He was more intent in balancing the period, than in developing the
thought or image that was present to his mind. Sometimes we find that he
multiplies words without amplifying the sense, and that the ear is
gratified at the expense of the understanding. This is more particularly
the case in the Ramblers, which being called for at short and stated
intervals, were sometimes composed in such haste, that he had not
leasure even to read them before they were printed; nor can we wonder at
the dissatisfaction he expressed some years afterwards, when he
exclaimed that he thought they had been better. In the Idler there is
more brevity, and consequently more compression.

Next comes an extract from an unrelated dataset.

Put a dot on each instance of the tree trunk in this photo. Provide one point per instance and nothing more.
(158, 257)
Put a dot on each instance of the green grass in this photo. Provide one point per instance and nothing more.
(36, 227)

When Johnson trusts to his own strong understanding in a matter of which
he has the full command, and does not aim at setting it off by futile
decorations, he is always respectable, and sometimes great. But when he
attempts the ornamental, he is heavy and inelegant; and the awkwardness
of his efforts is more perceptible from the hugeness of the body that is
put in motion to produce them. He is like the animal whom Milton
describes as making sport for our first parents in Paradise--

--Th' unwieldy elephant,
To make them mirth, used all his might.

It is a good beast for carrying a burden or trampling down a foe, but a
very indifferent one at a lavolta or a coranto.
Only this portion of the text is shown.